There was a certain tract of country, woodland and pasture, over which I roamed a good many times, and which is still clearly mapped out in my memory. Here I found my first Carolina or mocking wren, who ran in at one side of a woodpile and came out at the other as I drew near, and who, a day or two afterwards, sang so loudly from an oak tree that I ransacked it with my eye in search of some large bird, and was confounded when finally I discovered who the musician really was. Here, every day, were to be heard the glorious song of the cardinal grosbeak, the insect-like effort of the blue-gray gnatcatcher, and the rigmarole of the yellow-breasted chat. On a wooded hillside, where grew a profusion of trailing arbutus, pink azalea, and bird-foot violets, the rowdyish, great-crested flycatchers were screaming in the tree-tops. In this same grove I twice saw the rare red-bellied woodpecker, who, on both occasions, after rapping smartly with his beak, turned his head and laid his ear against the trunk, evidently listening to see whether his alarm had set any grub a-stirring. Near by, in an undergrowth, I fell in with a few worm-eating warblers. They seemed of a peculiarly unsuspicious turn of mind, and certainly wore the quaintest of head-dresses. I must mention also a scarlet tanager, who, all afire as he was, one day alighted in a bush of flowering dogwood, which was completely covered with its large white blossoms. Probably he had no idea how well his perch became him.
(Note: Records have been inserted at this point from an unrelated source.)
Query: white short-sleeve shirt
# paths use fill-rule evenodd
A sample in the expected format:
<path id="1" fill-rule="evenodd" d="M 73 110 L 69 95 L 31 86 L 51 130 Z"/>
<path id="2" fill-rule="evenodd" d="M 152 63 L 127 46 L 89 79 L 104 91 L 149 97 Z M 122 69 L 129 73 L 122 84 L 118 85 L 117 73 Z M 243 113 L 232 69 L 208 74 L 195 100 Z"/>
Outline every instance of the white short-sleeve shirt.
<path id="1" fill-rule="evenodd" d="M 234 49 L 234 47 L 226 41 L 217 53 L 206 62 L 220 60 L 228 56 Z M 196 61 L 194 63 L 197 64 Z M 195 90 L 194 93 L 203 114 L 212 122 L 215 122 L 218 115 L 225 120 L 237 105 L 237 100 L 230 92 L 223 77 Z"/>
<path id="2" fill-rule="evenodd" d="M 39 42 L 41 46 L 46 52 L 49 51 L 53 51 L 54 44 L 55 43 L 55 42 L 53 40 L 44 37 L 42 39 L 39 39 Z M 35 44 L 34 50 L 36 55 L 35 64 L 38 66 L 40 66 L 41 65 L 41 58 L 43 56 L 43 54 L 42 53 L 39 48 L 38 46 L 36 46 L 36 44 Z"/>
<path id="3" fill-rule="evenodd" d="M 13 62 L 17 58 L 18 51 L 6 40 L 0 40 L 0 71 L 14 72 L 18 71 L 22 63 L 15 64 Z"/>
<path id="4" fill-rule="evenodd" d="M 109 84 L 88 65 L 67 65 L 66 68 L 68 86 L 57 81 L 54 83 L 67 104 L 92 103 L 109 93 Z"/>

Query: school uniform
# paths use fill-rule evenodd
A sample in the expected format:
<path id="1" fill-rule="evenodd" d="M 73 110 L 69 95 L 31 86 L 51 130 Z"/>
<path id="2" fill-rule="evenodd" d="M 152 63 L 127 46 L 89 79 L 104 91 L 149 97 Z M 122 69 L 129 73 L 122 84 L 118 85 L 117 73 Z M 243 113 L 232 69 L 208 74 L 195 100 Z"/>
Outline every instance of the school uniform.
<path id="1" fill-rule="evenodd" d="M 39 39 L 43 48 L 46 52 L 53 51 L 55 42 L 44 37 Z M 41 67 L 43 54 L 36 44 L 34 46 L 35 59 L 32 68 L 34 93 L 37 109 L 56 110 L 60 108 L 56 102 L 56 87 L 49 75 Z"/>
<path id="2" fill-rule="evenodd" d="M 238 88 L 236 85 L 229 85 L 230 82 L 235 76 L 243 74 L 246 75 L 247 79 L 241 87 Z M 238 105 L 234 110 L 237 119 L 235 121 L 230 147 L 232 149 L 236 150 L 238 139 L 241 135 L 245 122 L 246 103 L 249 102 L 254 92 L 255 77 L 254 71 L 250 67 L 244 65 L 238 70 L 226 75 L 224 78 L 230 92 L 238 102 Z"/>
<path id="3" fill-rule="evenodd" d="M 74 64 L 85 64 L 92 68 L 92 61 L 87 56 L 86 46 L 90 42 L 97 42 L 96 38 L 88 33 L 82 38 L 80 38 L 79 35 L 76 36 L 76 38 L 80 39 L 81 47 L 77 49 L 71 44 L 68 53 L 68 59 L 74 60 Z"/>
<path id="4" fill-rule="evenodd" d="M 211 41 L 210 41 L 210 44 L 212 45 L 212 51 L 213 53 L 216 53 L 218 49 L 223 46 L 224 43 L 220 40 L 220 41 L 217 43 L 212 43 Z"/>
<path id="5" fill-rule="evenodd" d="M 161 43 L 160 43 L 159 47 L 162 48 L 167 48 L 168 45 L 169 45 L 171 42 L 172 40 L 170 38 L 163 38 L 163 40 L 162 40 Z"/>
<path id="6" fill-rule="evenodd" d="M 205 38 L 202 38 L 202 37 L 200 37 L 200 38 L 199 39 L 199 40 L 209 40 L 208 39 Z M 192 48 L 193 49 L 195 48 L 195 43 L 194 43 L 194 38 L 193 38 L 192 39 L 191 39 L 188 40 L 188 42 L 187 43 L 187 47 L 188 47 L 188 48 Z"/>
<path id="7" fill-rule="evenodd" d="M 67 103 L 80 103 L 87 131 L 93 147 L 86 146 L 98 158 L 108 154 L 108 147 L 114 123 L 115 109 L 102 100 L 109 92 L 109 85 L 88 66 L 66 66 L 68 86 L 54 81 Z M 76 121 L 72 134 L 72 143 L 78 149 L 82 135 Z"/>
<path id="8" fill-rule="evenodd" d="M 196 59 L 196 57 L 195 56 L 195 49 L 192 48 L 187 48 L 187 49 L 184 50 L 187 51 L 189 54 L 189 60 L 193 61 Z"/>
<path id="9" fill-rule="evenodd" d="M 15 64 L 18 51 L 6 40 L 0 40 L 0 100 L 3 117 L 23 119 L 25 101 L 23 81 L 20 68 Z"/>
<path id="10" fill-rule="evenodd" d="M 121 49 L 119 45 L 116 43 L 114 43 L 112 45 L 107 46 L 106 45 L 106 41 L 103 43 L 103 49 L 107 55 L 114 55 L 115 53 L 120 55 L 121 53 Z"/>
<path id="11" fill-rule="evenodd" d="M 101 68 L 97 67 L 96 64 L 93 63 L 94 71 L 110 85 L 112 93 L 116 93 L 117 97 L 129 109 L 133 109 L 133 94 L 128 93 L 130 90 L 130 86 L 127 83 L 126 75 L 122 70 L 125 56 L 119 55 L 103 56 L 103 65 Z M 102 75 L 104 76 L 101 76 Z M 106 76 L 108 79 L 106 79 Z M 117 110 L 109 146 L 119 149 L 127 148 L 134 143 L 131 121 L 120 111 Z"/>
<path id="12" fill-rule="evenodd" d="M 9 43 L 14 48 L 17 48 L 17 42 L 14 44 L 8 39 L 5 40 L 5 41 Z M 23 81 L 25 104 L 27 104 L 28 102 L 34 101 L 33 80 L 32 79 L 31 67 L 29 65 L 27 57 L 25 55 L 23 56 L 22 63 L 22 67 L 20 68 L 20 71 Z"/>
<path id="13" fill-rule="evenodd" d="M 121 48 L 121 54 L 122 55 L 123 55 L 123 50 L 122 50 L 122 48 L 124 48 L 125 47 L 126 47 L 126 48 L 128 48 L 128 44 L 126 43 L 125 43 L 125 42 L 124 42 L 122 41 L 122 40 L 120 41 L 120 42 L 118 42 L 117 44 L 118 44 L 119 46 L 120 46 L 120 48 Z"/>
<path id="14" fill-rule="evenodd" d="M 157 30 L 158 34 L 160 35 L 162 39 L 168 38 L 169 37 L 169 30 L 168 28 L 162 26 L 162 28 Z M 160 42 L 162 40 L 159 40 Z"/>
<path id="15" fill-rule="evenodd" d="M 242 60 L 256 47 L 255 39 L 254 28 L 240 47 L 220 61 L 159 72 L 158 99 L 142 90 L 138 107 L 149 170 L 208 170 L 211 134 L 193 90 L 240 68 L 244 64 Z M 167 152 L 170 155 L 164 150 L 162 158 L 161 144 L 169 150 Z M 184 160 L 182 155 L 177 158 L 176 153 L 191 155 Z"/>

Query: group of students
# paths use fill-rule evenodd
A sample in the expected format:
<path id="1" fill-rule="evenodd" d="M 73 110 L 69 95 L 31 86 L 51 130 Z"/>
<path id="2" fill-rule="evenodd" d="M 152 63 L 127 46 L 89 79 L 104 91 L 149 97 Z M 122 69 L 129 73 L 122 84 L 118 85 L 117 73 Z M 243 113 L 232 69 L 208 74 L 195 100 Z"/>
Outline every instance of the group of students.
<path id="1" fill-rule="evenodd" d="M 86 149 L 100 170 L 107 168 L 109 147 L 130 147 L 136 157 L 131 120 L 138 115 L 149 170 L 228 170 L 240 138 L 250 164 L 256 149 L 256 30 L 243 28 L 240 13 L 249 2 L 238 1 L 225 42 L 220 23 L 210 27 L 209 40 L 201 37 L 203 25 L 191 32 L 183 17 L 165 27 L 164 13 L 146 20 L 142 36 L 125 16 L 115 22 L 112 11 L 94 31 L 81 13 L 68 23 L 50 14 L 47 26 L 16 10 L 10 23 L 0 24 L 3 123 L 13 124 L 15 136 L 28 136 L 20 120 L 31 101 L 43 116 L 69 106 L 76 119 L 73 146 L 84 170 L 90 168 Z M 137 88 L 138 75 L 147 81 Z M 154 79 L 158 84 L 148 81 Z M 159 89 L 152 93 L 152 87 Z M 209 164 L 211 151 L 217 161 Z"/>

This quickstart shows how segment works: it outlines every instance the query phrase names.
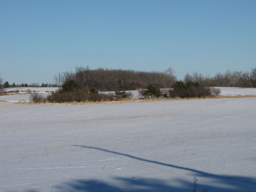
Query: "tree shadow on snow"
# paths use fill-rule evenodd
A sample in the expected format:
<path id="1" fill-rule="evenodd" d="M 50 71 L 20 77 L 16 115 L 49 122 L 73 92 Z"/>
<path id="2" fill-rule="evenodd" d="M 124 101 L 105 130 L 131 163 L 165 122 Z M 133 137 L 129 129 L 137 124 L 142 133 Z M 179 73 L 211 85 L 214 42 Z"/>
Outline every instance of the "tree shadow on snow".
<path id="1" fill-rule="evenodd" d="M 171 168 L 185 170 L 190 172 L 191 181 L 181 179 L 167 182 L 166 180 L 153 179 L 149 178 L 116 177 L 113 182 L 118 183 L 113 185 L 100 180 L 74 180 L 61 185 L 54 186 L 49 192 L 256 192 L 256 180 L 254 178 L 240 177 L 230 175 L 218 175 L 188 167 L 177 166 L 161 162 L 152 161 L 133 156 L 129 154 L 109 151 L 103 148 L 84 145 L 74 145 L 87 148 L 99 150 L 111 153 L 118 155 L 127 157 L 138 160 L 155 163 Z M 196 182 L 196 188 L 193 178 L 197 177 L 199 181 Z M 203 178 L 201 181 L 201 179 Z M 204 184 L 207 179 L 210 182 Z M 174 182 L 173 180 L 172 182 Z M 209 183 L 210 183 L 209 184 Z M 179 184 L 177 186 L 177 184 Z M 27 190 L 26 192 L 39 192 L 35 190 Z"/>

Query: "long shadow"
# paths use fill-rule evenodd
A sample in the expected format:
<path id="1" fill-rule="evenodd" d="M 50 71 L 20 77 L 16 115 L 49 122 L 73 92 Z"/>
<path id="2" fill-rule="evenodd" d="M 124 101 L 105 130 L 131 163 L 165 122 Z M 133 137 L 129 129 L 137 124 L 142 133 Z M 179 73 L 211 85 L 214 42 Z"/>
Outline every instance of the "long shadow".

Perhaps I ought to be ashamed to confess it, but, though I went several times into the galleries of our honorable Senate and House of Representatives, and heard speeches by some celebrated men, including at least half a dozen candidates for the presidency, yet, after all, the congressmen in feathers interested me most. I thought, indeed, that the chat might well enough have been elected to the lower house. His volubility and waggish manners would have made him quite at home in that assembly, while his orange-colored waistcoat would have given him an agreeable conspicuity. But, to be sure, he would have needed to learn the use of tobacco.
Well, all this was only a few years ago; but the men whose eloquence then drew the crowd to the capitol are, many of them, heard there no longer. Some are dead; some have retired to private life. But the birds never die. Every spring they come trooping back for their all-summer session. The turkey-buzzard still floats majestically over the city; the chat still practices his lofty tumbling in the suburban pastures, snarling and scolding at all comers; the flowing Potomac still yields "a blameless sport" to the fish-crow and the kingfisher; the orchard oriole continues to whistle in front of the Agricultural Department, and the crow blackbird to parade back and forth over the Smithsonian lawns. Presidents and senators may come and go, be praised and vilified, and then in turn forgotten; but the birds are subject to no such mutations. It is a foolish thought, but sometimes their happy carelessness seems the better part.